Sharing information stimulates science. When researchers choose to make their data publicly available, they are allowing their work to contribute far beyond their original findings.
The benefits of data sharing are immense. When researchers make their data public, they increase transparency and trust in their work, they enable others to reproduce and validate their findings, and ultimately, contribute to the pace of scientific discovery by allowing others to reuse and build on top of their data.
"If I have seen further it is by standing on the shoulders of Giants."
Isaac Newton, 1675.
While the benefits of data sharing and open science are categorical, sadly 86% of medical research data is never reused. In a 2014 survey conducted by Wiley with over 2000 researchers across different fields, found that 21% of surveyed researchers did not know where to share their data and 16% how to do so.
In a series of articles on Data Sharing we seek to break down this process for you and cover everything you need to know on how to share your research outputs.
In this first article, we will introduce essential concepts of public data and share six powerful platforms to upload and share datasets.
The best way to publish and share research data is with a research data repository. A repository is an online database that allows research data to be preserved across time and helps others find it.
Apart from archiving research data, a repository will assign a DOI to each uploaded object and provide a web page that tells what it is, how to cite it and how many times other researchers have cited or downloaded that object.
When a researcher uploads a document to an online data repository, a digital object identifier (DOI) will be assigned.
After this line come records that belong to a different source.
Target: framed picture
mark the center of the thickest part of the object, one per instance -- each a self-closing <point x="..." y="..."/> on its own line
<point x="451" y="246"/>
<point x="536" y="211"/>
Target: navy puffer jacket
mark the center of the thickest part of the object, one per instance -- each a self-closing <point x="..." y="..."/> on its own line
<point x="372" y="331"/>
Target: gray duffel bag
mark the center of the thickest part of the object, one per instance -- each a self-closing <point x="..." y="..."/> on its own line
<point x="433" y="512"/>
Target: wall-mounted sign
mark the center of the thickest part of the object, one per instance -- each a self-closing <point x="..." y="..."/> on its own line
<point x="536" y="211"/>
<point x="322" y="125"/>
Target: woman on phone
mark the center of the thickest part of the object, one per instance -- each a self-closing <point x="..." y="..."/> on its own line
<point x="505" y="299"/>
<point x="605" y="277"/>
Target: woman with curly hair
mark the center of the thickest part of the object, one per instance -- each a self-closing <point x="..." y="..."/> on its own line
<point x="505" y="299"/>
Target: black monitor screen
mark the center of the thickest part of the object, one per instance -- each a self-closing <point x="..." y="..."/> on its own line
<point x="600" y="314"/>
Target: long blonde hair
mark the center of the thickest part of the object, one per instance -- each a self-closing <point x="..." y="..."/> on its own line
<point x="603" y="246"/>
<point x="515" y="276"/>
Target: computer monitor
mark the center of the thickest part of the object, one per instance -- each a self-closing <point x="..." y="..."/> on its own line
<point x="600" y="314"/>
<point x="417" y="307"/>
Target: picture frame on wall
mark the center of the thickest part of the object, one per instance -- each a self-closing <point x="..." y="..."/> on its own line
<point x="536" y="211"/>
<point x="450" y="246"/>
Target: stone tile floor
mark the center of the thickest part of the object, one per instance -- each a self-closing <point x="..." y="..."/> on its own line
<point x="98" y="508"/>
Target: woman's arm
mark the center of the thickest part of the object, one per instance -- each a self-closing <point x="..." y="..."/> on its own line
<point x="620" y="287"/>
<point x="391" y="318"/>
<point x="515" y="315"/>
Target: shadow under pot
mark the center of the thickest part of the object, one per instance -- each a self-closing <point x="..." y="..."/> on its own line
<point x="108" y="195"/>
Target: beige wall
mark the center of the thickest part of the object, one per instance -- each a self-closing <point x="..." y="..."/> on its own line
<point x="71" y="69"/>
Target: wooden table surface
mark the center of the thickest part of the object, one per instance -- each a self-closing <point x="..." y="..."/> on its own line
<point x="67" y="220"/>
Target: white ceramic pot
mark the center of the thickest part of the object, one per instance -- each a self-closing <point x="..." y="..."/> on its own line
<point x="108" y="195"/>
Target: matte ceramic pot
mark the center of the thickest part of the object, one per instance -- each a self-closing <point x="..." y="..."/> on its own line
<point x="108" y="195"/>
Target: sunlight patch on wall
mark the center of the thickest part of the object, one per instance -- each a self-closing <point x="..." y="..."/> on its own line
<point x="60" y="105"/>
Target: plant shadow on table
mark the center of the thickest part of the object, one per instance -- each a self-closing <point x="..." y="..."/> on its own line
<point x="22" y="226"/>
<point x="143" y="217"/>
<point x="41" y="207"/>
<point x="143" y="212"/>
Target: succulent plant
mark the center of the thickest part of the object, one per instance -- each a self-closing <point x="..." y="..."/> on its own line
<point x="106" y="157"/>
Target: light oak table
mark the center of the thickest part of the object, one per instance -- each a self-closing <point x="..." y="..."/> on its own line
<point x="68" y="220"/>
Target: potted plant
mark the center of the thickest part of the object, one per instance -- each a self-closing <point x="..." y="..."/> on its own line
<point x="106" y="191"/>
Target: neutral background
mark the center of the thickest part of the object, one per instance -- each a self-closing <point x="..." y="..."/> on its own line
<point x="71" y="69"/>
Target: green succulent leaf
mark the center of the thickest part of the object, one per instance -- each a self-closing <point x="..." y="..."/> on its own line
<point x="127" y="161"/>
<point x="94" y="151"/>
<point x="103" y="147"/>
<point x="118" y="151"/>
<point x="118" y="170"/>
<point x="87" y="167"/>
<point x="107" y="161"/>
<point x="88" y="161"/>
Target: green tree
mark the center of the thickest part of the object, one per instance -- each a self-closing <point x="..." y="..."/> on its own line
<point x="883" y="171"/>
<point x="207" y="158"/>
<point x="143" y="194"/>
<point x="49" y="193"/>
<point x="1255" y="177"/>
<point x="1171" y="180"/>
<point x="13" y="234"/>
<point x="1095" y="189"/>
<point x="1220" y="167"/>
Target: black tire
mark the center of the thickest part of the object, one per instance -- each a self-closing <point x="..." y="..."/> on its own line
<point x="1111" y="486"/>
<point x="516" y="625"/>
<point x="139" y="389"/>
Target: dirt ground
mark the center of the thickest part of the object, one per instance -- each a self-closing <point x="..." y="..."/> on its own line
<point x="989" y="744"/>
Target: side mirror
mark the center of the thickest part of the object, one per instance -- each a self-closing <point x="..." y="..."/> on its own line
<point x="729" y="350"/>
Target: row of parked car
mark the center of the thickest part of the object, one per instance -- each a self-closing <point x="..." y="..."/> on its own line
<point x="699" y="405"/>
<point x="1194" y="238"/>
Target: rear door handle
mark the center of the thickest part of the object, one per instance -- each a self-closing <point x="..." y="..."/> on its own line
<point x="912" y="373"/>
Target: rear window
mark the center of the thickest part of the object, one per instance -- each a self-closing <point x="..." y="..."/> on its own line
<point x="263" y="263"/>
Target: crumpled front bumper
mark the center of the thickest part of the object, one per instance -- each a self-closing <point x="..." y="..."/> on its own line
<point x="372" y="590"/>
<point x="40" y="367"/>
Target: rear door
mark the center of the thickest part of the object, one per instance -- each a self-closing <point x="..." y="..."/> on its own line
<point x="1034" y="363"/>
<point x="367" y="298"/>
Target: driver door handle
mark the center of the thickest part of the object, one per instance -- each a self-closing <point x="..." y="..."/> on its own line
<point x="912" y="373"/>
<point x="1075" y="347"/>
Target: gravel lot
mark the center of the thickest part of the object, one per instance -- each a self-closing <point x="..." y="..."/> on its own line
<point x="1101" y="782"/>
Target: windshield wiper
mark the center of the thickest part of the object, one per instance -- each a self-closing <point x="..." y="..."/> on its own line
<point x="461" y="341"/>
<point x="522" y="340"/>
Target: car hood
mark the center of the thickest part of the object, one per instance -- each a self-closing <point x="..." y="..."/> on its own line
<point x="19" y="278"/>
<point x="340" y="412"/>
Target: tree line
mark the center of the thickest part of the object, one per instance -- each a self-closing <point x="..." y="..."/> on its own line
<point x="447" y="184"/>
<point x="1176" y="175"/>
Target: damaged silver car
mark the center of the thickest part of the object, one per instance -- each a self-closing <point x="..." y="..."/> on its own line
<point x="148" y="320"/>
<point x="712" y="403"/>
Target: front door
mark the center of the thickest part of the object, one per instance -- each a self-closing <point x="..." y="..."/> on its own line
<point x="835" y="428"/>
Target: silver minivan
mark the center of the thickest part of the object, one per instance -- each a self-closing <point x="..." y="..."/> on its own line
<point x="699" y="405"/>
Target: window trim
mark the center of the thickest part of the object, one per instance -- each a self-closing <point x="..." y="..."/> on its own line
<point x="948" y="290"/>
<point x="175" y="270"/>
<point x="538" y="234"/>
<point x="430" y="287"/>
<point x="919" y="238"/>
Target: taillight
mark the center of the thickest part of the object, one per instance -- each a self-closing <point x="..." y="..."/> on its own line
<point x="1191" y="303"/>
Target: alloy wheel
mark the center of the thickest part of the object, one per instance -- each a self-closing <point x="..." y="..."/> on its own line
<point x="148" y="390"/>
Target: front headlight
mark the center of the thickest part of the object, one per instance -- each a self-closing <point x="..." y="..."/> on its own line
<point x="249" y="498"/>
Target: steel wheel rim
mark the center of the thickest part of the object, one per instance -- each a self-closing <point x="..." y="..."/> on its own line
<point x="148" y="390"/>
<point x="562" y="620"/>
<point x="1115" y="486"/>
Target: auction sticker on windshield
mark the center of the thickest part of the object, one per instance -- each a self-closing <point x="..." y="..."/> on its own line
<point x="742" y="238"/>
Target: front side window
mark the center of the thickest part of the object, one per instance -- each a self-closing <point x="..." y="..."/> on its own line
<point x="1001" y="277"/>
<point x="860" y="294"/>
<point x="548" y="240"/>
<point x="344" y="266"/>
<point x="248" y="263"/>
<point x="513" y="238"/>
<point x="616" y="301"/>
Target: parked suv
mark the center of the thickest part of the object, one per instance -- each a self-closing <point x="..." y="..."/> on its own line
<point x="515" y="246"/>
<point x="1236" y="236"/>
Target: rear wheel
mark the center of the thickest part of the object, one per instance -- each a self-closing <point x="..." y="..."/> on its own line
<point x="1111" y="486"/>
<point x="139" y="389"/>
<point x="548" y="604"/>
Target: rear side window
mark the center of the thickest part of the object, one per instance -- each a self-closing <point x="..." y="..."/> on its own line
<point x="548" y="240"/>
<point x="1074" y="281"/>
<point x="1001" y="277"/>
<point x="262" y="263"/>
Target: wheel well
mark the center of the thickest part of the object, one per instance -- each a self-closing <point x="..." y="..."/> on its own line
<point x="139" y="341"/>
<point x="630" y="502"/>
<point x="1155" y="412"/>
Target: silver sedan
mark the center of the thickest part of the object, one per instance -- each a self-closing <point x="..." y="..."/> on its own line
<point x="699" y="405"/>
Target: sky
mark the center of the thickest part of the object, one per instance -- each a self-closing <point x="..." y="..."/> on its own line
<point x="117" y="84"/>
A DOI is a globally unique and persistent string (e.g. 10.6084/m9.figshare.7509368.v1) that identifies your work permanently.
A data repository can assign a DOI to any document, such as spreadsheets, images or presentation, and at different levels of hierarchy, like collection images or a specific chapter in a book.
The DOI contains metadata that provides users with relevant information about an object, such as the title, author, keywords, year of publication and the URL where that document is stored.
The International DOI Foundation (IDF) developed and introduced the DOI in 2000. Registration Agencies, a federation of independent organizations, register DOIs and provide the necessary infrastructure that allows researchers to declare and maintain metadata.
Once a document has a DOI, others can easily cite it. A handy tool to convert DOI's into a citation is DOI Citation Formatter.
Now that we have covered the role of a DOI and a data repository, below is a list of 6 data repositories for publishing and sharing research data.
Figshare is an open access data repository where researchers can preserve their research outputs, such as datasets, images, and videos and make them discoverable.
Figshare allows researchers to upload any file format and assigns a digital object identifier (DOI) for citations.
Mark Hahnel launched Figshare in January 2011. Hahnel first developed the platform as a personal tool for organizing and publishing the outputs of his PhD in stem cell biology. More than 50 institutions now use this solution.
Figshare releases' The State of Open Data' every year to assess the changing academic landscape around open research.
Free accounts on Figshare can upload files of up to 5gb and get 20gb of free storage.
Mendeley Data is an open research data repository, where researchers can store and share their data. Datasets can be shared privately between individuals, as well as publicly with the world.
Mendeley's mission is to facilitate data sharing. In their own words, "when research data is made publicly available, science benefits:
- the findings can be verified and reproduced- the data can be reused in new ways
- discovery of relevant research is facilitated
- funders get more value from their funding investment."
Datasets uploaded to Mendeley Data go into a moderation process where they are reviewed. This ensures the content constitutes research data, is scientific, and does not contain a previously published research article.
Researchers can upload and store their work free of cost on Mendeley Data.
Build fully customizable data capture forms, collect data wherever you are and analyze it with a few clicks — without any training required.
Dryad is a curated general-purpose repository that makes data discoverable, freely reusable, and citable.
Most types of files can be submitted (e.g., text, spreadsheets, video, photographs, software code) including compressed archives of multiple files.
Since a guiding principle of Dryad is to make its contents freely available for research and educational use, there are no access costs for individual users or institutions. Instead, Dryad supports its operation by charging a $120US fee each time data is published.
Harvard Dataverse is an online data repository where scientists can preserve, share, cite and explore research data.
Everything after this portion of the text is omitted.